Mathematical formulation

For each feature j, an axis‑aligned rule uses quantiles [Q_q(x_j), Q_{1-q}(x_j)], capturing about 1-2q of the data.

Capped radii are flagged using the z‑score z=(r-μ)/σ when |z| > cap_threshold.

Example: with q_box=0.05 and values 1‑10, the rule becomes [1.45, 9.55]. A radius 3 with mean 2 and σ=0.3 yields z≈3.3.

Example


from sheshe import RegionInterpreter
ri = RegionInterpreter(feature_names=["sepal", "petal"])
summary = ri.summarize(region)

Usage examples


from sheshe import RegionInterpreter

ri = RegionInterpreter(feature_names=["sepal", "petal"])
ri.summarize(region)       # summarize a single region

from sheshe import RegionInterpreter

ri = RegionInterpreter(feature_names=["sepal", "petal"])
ri.summarize([region])     # summarize a list of regions

Interpretability example


from sklearn.datasets import load_iris
from sklearn.ensemble import RandomForestClassifier
from sheshe import ModalBoundaryClustering, RegionInterpreter

iris = load_iris()
X, y = iris.data, iris.target

sh = ModalBoundaryClustering(
    base_estimator=RandomForestClassifier(random_state=0),
    task="classification",
).fit(X, y)

# Tabular summary of the regions
print(sh.interpretability_summary(iris.feature_names).head())

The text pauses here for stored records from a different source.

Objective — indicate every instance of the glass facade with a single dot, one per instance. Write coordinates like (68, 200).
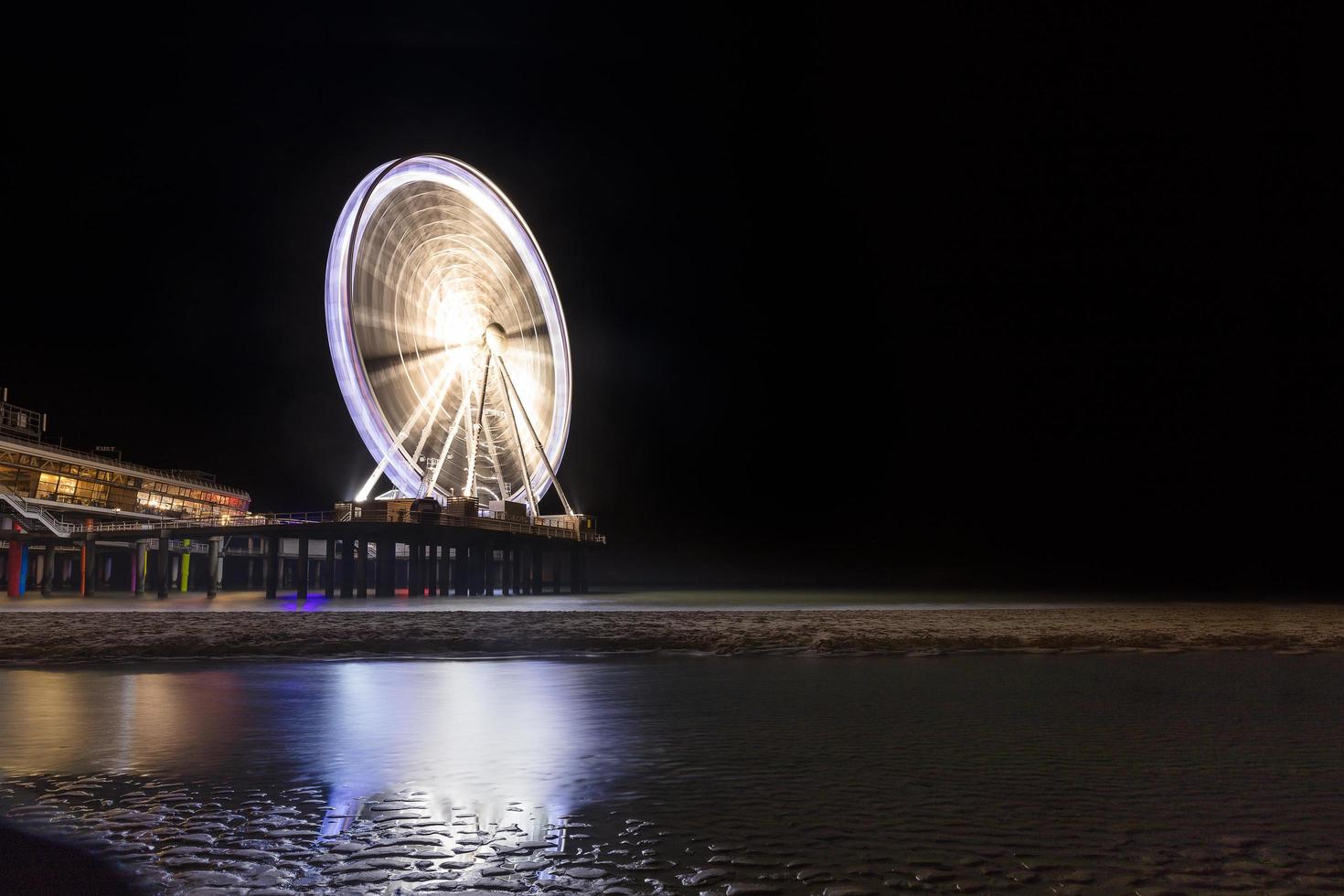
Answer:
(69, 477)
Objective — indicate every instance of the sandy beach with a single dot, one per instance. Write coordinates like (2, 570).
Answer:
(37, 637)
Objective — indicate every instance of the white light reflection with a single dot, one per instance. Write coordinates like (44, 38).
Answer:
(502, 739)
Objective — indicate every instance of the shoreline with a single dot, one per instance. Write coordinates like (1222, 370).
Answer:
(40, 638)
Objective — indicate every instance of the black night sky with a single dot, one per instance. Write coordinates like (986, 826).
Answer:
(987, 297)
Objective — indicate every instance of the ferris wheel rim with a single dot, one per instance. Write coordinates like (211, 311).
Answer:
(371, 421)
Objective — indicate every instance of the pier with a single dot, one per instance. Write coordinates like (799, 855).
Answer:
(378, 549)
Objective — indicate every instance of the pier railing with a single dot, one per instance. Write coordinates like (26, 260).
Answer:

# Human-readable rules per region
cards = RegionInterpreter(feature_names=iris.feature_names).summarize(sh.regions_)
RegionInterpreter.pretty_print(cards)

Parameters

  • feature_names (list[str] or None, default None): names for each feature used in the generated rules.
  • q_box (float, default 0.05): quantile used to compute robust axis-aligned boxes.
  • k_pairs (int, default 2): number of informative 2D projections to include.
  • decimals (int, default 2): decimal precision in the emitted rules.
  • cap_threshold (float, default 6.393): z-score threshold to mark capped radii.
  • near_const_tol (float, default 0.12): tolerance to report nearly constant dimensions.
  • inverse_transform (callable, optional): function applied to points before rule extraction (e.g. inverse scaling).
  • feature_bounds (Sequence[Tuple[float, float]] or None): hard bounds for each feature to clamp boxes.
  • include_center_in_box (bool, default True): include region centre when computing axis-aligned boxes.

Methods

  • summarize(regions) – return a list of dictionaries containing headlines, axis-aligned rules and pairwise projections for the provided regions.